The first thing to notice here is that the problem is giving you the half-life of titanium-44.

As you know, the half-life of a radioactive nuclide, #t_"1/2"#, tells you the amount of time needed for half of an initial sample of said nuclide to undergo radioactive decay.

In this case, you know that every #63# years, the mass of titanium-44 present in a sample is halved.

#t_"1/2" = "63 years"#

Now, if you take #A_0# to be the initial mass of titanium-44, you can say that you will have

  • #A_0 * 1/2 = A_0 * (1/2)^color(red)(1)-># after #color(red)(1)# half-life
  • #A_0/2 * 1/2 = A_0 * 1/4 = A_0 * (1/2)^color(red)(2) -># after #color(red)(2)# half-lives
  • #A_0/4 * 1/2 = A_0 * 1/8 = A_0 * (1/2)^color(red)(3) -># after #color(red)(3)# half-lives
  • #A_0/8 * 1/2 = A_0 * 1/16 = A_0 * (1/2)^color(red)(4) -># after #color(red)(4)# half-lives
    #vdots#

and so on.

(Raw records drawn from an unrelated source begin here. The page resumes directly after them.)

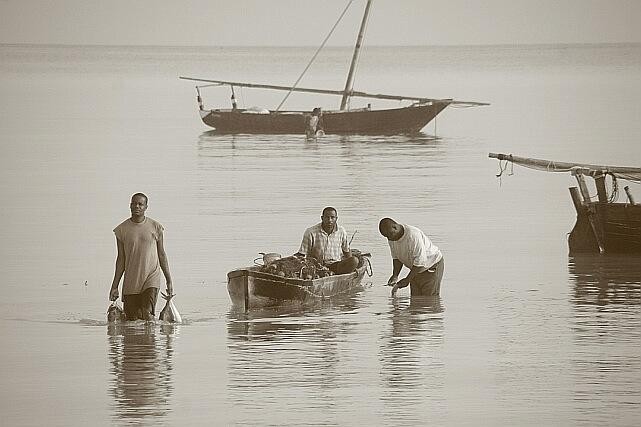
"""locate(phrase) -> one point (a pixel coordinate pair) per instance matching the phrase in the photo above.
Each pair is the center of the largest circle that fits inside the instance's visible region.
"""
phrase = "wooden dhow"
(252, 288)
(408, 119)
(602, 225)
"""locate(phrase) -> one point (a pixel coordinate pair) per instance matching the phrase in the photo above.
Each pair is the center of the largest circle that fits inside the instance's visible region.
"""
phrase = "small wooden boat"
(366, 120)
(602, 226)
(251, 288)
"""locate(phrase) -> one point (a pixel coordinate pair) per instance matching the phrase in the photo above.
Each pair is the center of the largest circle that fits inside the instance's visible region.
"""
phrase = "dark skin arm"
(120, 269)
(404, 281)
(164, 264)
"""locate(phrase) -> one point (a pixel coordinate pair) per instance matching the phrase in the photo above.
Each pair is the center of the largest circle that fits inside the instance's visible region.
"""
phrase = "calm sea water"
(521, 335)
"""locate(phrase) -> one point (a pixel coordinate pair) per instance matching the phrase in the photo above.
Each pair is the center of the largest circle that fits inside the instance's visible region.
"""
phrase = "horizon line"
(331, 46)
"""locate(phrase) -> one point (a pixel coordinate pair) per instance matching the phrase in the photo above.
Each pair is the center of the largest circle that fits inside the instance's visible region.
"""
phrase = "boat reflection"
(606, 331)
(140, 357)
(265, 324)
(606, 280)
(410, 355)
(296, 355)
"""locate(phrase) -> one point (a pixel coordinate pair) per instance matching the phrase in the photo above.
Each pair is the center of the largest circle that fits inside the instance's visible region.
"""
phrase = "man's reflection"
(141, 365)
(410, 356)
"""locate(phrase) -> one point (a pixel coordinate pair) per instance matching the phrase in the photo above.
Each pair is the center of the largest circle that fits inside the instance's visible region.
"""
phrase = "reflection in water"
(411, 360)
(297, 356)
(141, 366)
(604, 280)
(607, 333)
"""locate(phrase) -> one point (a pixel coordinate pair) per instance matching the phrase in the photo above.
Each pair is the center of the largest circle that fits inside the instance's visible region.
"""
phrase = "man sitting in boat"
(328, 243)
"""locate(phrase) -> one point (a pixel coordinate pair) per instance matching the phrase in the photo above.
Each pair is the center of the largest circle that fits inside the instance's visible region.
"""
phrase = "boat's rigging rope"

You can thus say that #A_t#, which will be the amount of titanium-44 that remains undecayed after a period of time #t#, will be equal to

#A_t = A_0 * (1/2)^color(red)(n)#

Here #color(red)(n)# represents the number of half-lives that pass in the given period of time #t#. Since you know that

#"number of half-lives" = "total time"/"one half-life"#

you can express the number of half-lives that pass in the period of time #t# by using the half-life of the nuclide

#color(red)(n) = t/t_"1.2"#

Plug this into the equation to get

#A_t = A_0 * (1/2)^(t/t_"1/2")#

Since you know that

#A_0 = "100 g"#

you can rewrite the equation as

#color(darkgreen)(ul(color(black)(A_t = "100 g" * (1/2)^(t/"63 years"))))#

This equation will allow you to find the mass of titanium-44 that remains undecayed after a given period of time #t# passes.

Notice that if #t# is a multiple of the half-life #t_"1/2"#, let's say

#t = 3 xx t_"1/2"#

you have

#color(red)(n) = (3 * color(red)(cancel(color(black)(t_"1/2"))))/color(red)(cancel(color(black)(t_"1/2"))) = color(red)(3)#

and

#A_t = "100 g" * (1/2)^color(red)(3)#

#A_t = "100 g" * 1/8 = "12.5 g"#

This means that after

#3 * "63 years" = "189 years"#

pass, the initial #"100-g"# sample of titanium-44 will be reduced to #"12.5 g"#.